Quadratic Interpolation
Name: "quadratic"
- class time_stream.infill.QuadraticInterpolation(**kwargs)[source]
Quadratic spline interpolation (Convenience wrapper around B-spline with order=2). https://docs.scipy.org/doc/scipy-1.16.1/reference/generated/scipy.interpolate.make_interp_spline.html
Initialize quadratic interpolation.
Quadratic Interpolation
Name: "cubic"
- class time_stream.infill.CubicInterpolation(**kwargs)[source]
Cubic spline interpolation (Convenience wrapper around B-spline with order=3). https://docs.scipy.org/doc/scipy-1.16.1/reference/generated/scipy.interpolate.make_interp_spline.html
Initialize cubic interpolation.
Akima Interpolation
Name: "akima"
- class time_stream.infill.AkimaInterpolation(**kwargs)[source]

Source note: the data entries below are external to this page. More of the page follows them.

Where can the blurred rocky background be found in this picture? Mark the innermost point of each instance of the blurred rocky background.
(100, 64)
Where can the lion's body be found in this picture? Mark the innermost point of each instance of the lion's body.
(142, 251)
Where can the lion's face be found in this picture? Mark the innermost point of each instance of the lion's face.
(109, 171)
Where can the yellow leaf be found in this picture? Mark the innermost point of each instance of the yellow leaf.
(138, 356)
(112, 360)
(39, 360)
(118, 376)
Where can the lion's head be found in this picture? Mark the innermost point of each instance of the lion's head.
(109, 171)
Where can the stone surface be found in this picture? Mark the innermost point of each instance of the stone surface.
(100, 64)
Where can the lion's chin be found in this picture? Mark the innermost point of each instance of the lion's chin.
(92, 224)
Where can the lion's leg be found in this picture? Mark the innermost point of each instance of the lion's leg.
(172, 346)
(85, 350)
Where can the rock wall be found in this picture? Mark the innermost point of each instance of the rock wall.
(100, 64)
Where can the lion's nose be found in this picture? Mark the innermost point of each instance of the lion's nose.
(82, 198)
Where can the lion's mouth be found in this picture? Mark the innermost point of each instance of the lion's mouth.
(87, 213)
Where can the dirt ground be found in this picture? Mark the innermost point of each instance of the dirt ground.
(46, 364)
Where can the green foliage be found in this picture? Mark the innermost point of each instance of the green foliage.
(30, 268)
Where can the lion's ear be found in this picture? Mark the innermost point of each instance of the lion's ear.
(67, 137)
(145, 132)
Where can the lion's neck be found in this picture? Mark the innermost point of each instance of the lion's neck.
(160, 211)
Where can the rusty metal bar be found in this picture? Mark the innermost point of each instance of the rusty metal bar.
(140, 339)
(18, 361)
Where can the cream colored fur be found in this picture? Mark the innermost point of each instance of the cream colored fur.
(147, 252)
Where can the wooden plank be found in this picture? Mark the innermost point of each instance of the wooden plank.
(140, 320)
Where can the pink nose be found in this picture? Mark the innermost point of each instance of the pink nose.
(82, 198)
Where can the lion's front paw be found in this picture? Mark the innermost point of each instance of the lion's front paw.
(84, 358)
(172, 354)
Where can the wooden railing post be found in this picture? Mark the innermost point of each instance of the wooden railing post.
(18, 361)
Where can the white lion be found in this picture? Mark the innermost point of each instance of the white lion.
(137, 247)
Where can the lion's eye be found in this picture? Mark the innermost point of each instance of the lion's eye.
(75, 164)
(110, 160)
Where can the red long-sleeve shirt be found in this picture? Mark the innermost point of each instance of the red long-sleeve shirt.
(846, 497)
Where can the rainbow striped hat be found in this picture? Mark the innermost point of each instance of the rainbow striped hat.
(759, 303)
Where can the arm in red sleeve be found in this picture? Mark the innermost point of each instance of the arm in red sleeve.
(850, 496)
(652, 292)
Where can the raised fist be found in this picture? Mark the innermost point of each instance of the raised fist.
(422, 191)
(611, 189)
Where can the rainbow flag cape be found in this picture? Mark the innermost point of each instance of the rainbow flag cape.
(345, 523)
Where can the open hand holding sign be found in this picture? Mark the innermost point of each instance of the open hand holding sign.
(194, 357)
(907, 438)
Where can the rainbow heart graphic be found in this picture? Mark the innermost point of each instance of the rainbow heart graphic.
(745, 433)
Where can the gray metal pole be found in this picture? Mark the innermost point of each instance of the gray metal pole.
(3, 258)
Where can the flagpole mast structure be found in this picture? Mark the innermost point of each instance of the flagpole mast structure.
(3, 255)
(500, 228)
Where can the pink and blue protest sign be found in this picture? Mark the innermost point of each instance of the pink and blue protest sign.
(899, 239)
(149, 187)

Akima interpolation using scipy (good for avoiding oscillations). https://docs.scipy.org/doc/scipy-1.16.1/reference/generated/scipy.interpolate.Akima1DInterpolator.html
Initialize a scipy interpolation method.
- Parameters:
**kwargs – Additional parameters passed to scipy interpolator method.
PCHIP Interpolation
Name: "pchip"
- class time_stream.infill.PchipInterpolation(**kwargs)[source]
PCHIP interpolation using scipy (preserves monotonicity). https://docs.scipy.org/doc/scipy-1.16.1/reference/generated/scipy.interpolate.PchipInterpolator.html
Initialize a scipy interpolation method.
- Parameters:
**kwargs – Additional parameters passed to scipy interpolator method.